100 Euro pro Einwohner zum Ausgleich der Pandemie-Folgen - Krise legt verschleppte Digitalisierung des öffentlichen Sektors offen – Bayern braucht ein ressourcen- und leistungsstarkes Digitalministerium
Der Vorsitzende der SPD-Landtagsfraktion Horst Arnold hat zum Auftakt der Herbstklausur seiner Fraktion einen kommunalen Schutzschirm zum Ausgleich der zusätzlichen Belastungen der Städte und Gemeinden durch die Corona-Krise im Freistaat angemahnt. „Die bayerischen Kommunen stehen durch die Corona-Pandemie vor großen Herausforderungen.
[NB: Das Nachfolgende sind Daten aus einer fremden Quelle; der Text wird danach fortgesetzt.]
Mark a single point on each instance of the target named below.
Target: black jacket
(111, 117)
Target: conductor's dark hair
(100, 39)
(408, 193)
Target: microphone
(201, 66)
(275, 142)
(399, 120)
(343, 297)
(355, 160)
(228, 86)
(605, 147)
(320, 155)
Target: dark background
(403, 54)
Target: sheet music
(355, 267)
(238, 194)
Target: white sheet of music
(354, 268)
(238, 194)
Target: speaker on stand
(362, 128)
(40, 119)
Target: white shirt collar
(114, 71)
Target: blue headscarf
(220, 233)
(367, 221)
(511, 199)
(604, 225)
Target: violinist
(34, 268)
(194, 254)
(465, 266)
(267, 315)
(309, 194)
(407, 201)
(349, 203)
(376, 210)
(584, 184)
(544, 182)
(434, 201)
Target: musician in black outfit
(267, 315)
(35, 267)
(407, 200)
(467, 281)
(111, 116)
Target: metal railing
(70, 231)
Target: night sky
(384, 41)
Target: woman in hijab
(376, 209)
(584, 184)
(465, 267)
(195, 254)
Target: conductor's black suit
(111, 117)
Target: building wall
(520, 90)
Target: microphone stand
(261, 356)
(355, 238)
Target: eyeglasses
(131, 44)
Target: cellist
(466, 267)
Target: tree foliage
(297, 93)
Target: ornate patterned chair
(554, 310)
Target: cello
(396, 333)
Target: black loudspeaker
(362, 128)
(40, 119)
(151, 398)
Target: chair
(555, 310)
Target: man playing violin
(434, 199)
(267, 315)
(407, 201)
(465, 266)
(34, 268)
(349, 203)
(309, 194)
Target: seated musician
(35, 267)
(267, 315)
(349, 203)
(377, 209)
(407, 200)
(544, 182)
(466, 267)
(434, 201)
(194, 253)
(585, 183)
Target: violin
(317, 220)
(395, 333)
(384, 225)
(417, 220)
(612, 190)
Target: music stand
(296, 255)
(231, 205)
Ich will, dass der Freistaat im Rahmen des Schutzschirms 100 Euro pro Einwohner an die Kommunen bezahlt. Sie sind ja für die Daseinsvorsorge vor Ort verantwortlich, Sachaufwandsträger für Schulen, betreiben aber auch Schwimmbäder und Bibliotheken“, erklärt Arnold. Er und die SPD-Abgeordneten hatten sich in der Sommerpause bei Rathauschefs in allen Regierungsbezirken über die Auswirkungen der Corona-Pandemie informiert.
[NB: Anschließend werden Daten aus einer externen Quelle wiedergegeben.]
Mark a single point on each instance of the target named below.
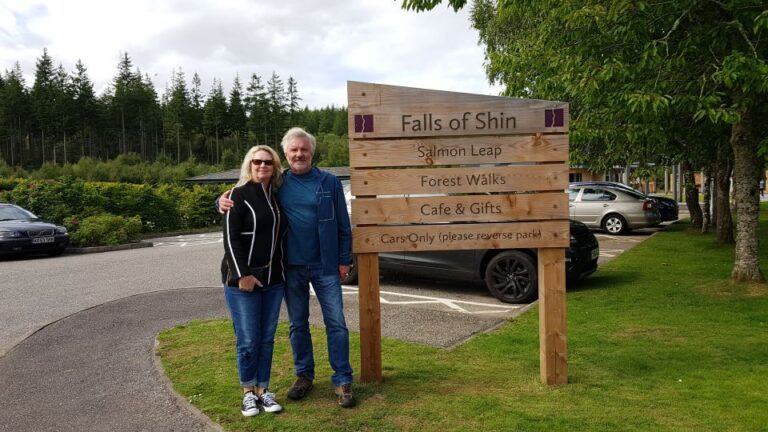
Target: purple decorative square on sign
(363, 123)
(554, 118)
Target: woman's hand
(248, 283)
(225, 203)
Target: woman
(253, 275)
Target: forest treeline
(60, 118)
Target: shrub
(106, 229)
(196, 207)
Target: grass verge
(658, 339)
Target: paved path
(91, 367)
(95, 370)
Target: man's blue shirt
(298, 195)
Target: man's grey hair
(297, 132)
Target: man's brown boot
(346, 399)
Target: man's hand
(225, 203)
(344, 271)
(248, 283)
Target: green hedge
(70, 202)
(105, 229)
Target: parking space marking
(462, 306)
(189, 240)
(622, 238)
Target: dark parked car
(511, 275)
(668, 208)
(21, 232)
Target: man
(319, 250)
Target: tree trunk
(692, 196)
(722, 214)
(746, 174)
(122, 125)
(706, 180)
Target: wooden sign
(461, 208)
(526, 235)
(510, 178)
(437, 170)
(458, 150)
(382, 111)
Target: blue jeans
(254, 318)
(328, 291)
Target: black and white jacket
(254, 236)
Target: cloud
(321, 43)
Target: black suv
(511, 275)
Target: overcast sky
(321, 43)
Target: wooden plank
(511, 178)
(461, 236)
(458, 150)
(381, 111)
(370, 317)
(465, 208)
(552, 324)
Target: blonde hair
(245, 169)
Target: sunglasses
(257, 162)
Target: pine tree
(214, 116)
(42, 97)
(84, 107)
(236, 118)
(176, 113)
(277, 108)
(293, 101)
(257, 108)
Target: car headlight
(9, 234)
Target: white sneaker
(268, 402)
(250, 406)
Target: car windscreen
(634, 194)
(15, 213)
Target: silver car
(615, 210)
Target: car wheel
(56, 252)
(615, 224)
(512, 277)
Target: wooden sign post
(488, 172)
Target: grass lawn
(659, 339)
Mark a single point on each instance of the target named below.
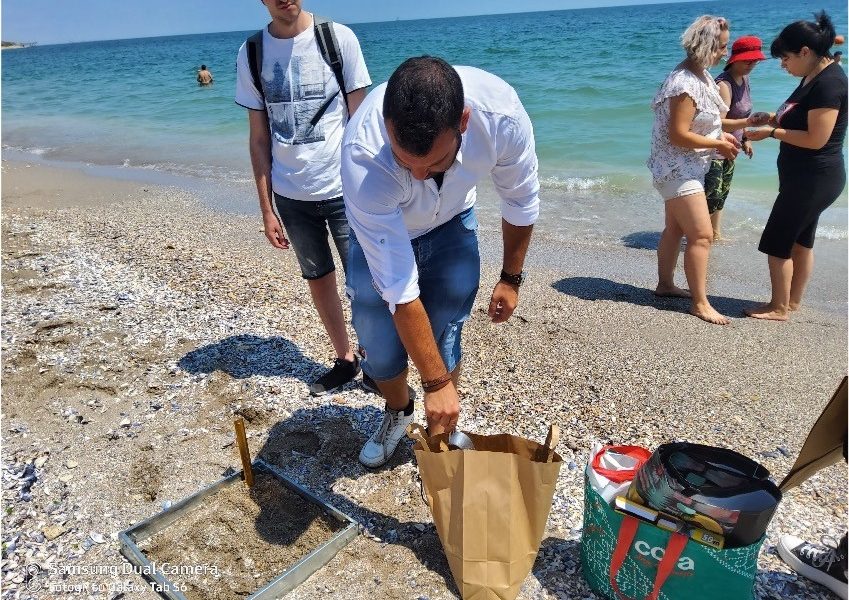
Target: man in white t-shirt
(296, 125)
(411, 159)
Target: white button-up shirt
(387, 207)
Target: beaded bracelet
(436, 384)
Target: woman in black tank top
(811, 126)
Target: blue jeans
(448, 261)
(306, 223)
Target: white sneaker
(382, 444)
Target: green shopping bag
(623, 557)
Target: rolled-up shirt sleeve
(516, 172)
(372, 205)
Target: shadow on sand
(597, 288)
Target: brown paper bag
(824, 445)
(489, 505)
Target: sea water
(586, 77)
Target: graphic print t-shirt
(826, 90)
(297, 83)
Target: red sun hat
(747, 47)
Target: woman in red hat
(734, 89)
(811, 126)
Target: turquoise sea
(131, 108)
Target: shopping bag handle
(627, 532)
(417, 433)
(551, 441)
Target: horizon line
(649, 3)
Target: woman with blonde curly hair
(686, 135)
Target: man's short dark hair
(423, 99)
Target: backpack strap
(329, 47)
(254, 47)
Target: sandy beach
(137, 322)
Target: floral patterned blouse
(668, 162)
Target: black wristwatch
(512, 279)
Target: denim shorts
(306, 223)
(448, 261)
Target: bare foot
(708, 313)
(671, 291)
(766, 311)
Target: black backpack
(327, 45)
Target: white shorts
(679, 187)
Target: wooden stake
(242, 440)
Zuvor hatte Arnold bis Ende des Jahres eine Strategie für die Digitalisierung des öffentlichen Sektors gefordert, die ihren Namen verdient. „Die Staatsregierung schreibt zwar seit Jahren die Digitalisierung groß auf ihre Fahnen, aber in der Krise fehlen uns essenzielle Erfahrungswerte und Grundvoraussetzungen, um gut durch die Krise zu kommen", kritisiert Arnold. Dies habe sich zuerst in den Schulen gezeigt, die gerade in der Krise mit der unzureichenden digitalen Ausstattung, der mangelhaften Versorgung mit Breitbandinternet und den Schulungsdefiziten der letzten Jahre zu kämpfen haben. Aber auch die Zettelwirtschaft bei der Erfassung und Übermittlung der Testergebnisse bei den Reiserückkehrern, die maßgeblich zu dem Testdebakel beigetragen habe, sei ein absolutes Desaster in Sachen Digitalkompetenz der Staatregierung gewesen. „Wenn wir noch nicht mal fähig sind, einfache Aufgaben wie die sichere Datenerfassung und -übermittlung zuverlässig zu bewerkstelligen, dann nehmen wir die Bedeutung der Digitalisierung in Bayern ganz offensichtlich nicht ausreichend ernst", erklärt Arnold. „Wir brauchen jetzt schnell eine ganzheitliche digitale Krisenstrategie, die die Bevölkerung und Wirtschaft dabei unterstützt, die Krise möglichst gut zu bewältigen.“
Annette Karl, wirtschafts- und digitalpolitische Sprecherin der Fraktion ergänzt, dass die SPD-Fraktion immer ein eigenes Digitalministerium in Bayern gefordert habe, geliefert habe die Staatregierung hingegen einen regierungseigenen Think Tank, der keine Durchsetzungskraft gegenüber den anderen Ministerien habe. „Wie soll ein Ministerium mit rund 100 Mitarbeitern und einem Budget von rund 85 Millionen Euro die Digitalisierung ernsthaft vorantreiben können? Wir brauchen dringend ein Digitalministerium, das in die Lage versetzt wird, ganzheitliche und ministerienübergreifende Strategien zur Digitalisierung zu entwerfen und vor allem deren Umsetzung zu steuern und zu garantieren“.
Die Klausurtagung der 22 Landtagsabgeordneten findet im Bayerischen Landtag in München statt und endet am Donnerstag.